The zeros are removed until the padding_tag is found. If it cannot be found, the packet MUST be rejected. The payload: PacketPayload is extracted. If num_surbs > 0, the contained SURBs SHOULD be stored to be used for future reply packet creation, indexed by the pseudonym extracted during header processing.

The user_payload can then be used by the upper protocol layer.

4.4 Ticket verification and acknowledgement

In the next step the, ticket MUST be pre-verified using the SharedSecret_i, as defined in RFC-0004. If the packet was not destined for this node (not final) OR the packet is final and the NoAckFlag is 0, the packet MUST be acknowledged.

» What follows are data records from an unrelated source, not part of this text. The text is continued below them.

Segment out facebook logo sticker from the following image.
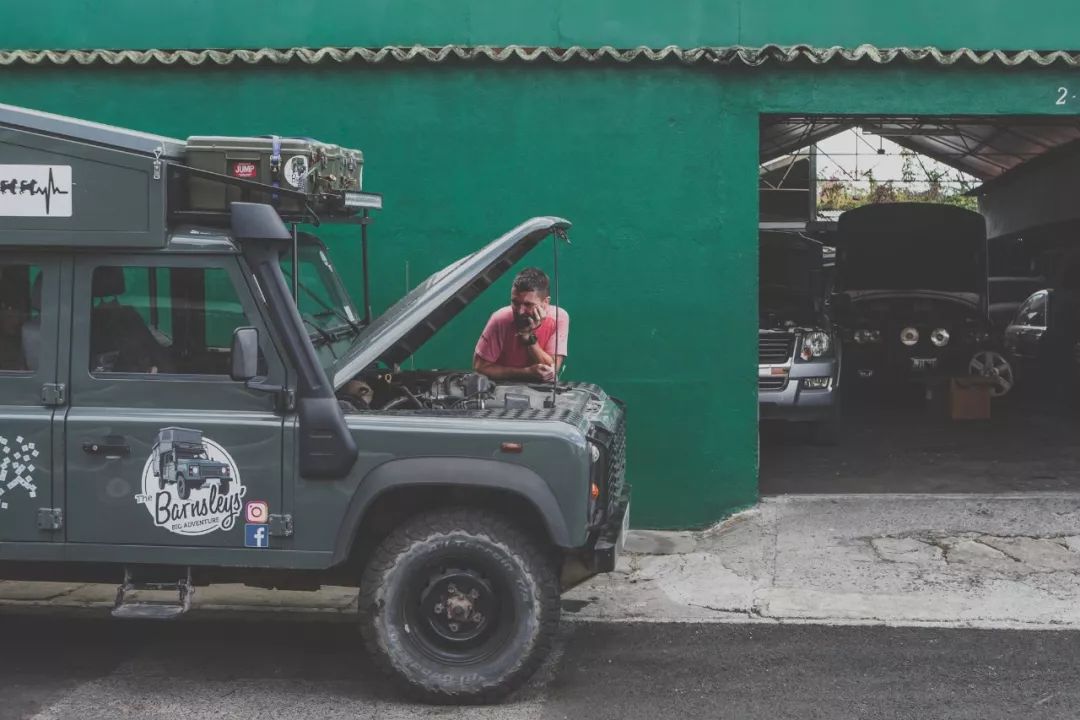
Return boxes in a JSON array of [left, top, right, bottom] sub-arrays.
[[244, 525, 270, 547]]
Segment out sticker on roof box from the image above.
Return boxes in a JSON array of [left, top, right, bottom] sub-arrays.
[[135, 427, 247, 535], [285, 155, 308, 190], [0, 165, 71, 217], [232, 160, 259, 179]]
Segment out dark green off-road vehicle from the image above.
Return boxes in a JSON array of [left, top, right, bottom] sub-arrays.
[[0, 106, 629, 702]]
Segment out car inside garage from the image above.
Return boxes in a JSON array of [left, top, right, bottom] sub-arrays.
[[758, 116, 1080, 494]]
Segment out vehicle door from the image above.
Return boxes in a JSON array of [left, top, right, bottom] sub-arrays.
[[65, 254, 293, 562], [1010, 290, 1049, 362], [0, 250, 64, 544]]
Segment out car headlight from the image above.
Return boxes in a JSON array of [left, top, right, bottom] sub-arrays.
[[802, 330, 833, 359], [855, 330, 881, 345]]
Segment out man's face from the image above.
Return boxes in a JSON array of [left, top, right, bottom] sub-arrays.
[[510, 289, 550, 321]]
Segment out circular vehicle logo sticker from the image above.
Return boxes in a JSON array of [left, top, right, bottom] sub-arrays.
[[135, 427, 247, 535], [285, 155, 308, 190]]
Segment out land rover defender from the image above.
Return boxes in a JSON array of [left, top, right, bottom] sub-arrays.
[[0, 105, 630, 702]]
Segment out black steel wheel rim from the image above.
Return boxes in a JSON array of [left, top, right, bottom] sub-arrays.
[[402, 551, 517, 665]]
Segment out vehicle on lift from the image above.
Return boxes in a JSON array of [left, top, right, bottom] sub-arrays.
[[833, 203, 1014, 397], [0, 101, 630, 702], [153, 427, 231, 500], [989, 276, 1048, 334], [757, 231, 841, 440], [1003, 259, 1080, 392]]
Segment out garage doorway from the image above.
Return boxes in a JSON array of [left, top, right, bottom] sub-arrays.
[[758, 116, 1080, 494]]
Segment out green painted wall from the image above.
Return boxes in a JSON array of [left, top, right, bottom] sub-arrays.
[[6, 0, 1080, 50]]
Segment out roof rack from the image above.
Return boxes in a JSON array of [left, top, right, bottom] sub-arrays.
[[167, 162, 382, 227]]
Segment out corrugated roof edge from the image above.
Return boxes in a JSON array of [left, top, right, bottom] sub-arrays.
[[6, 45, 1080, 67]]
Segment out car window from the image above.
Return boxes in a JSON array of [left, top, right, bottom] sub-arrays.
[[1016, 293, 1047, 327], [90, 266, 262, 376], [0, 263, 41, 372]]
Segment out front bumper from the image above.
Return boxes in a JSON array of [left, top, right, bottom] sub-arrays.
[[757, 358, 839, 422], [588, 493, 630, 573]]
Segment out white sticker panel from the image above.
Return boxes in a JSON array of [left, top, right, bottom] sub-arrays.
[[0, 165, 71, 217]]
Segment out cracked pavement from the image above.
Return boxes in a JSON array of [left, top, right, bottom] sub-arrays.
[[567, 493, 1080, 627]]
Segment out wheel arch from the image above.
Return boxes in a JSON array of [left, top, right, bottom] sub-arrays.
[[332, 458, 575, 565]]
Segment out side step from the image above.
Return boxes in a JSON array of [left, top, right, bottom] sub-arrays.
[[112, 568, 194, 620]]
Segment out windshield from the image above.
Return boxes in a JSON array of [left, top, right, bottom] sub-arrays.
[[838, 232, 981, 293], [281, 235, 362, 368], [836, 203, 986, 295]]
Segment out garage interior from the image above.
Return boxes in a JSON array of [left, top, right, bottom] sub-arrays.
[[758, 116, 1080, 495]]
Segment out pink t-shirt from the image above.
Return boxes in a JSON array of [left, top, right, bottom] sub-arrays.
[[476, 305, 570, 367]]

The acknowledgement of the successfully processed packet is created as per RFC-0004 using ack_key = HS(SharedSecret_i, "HASH_ACK_KEY"). The ack_key is the scalar in the field of the elliptic curve chosen in RFC-0004. The acknowledgement is sent back to the previous hop.

If the packet processing was not successful, a random acknowledgement MUST be generated (as defined in RFC-0004) and sent to the previous hop.

Appendix 1

The current version is instantiated using the following cryptographic primitives:

  • Curve25519 elliptic curve with the corresponding scalar field
  • Both PRP and PRG are instantiated using Chacha20 RFC-7539
  • OA is instantiated with Poly1305 RFC-7539
  • KDF is instantiated using Blake3 in KDF mode, where the optional salt S is prepended to the key material K: KDF(C,K,S) = blake3_kdf(C, S || K). If S is omitted: KDF(C,K) = blake3_kdf(C,K).
  • HS is instantiated via hash_to_field using secp256k1_XMD:SHA3-256_SSWU_RO_ as defined in RFC9380. S is used a the secret input, and T as an additional domain separator.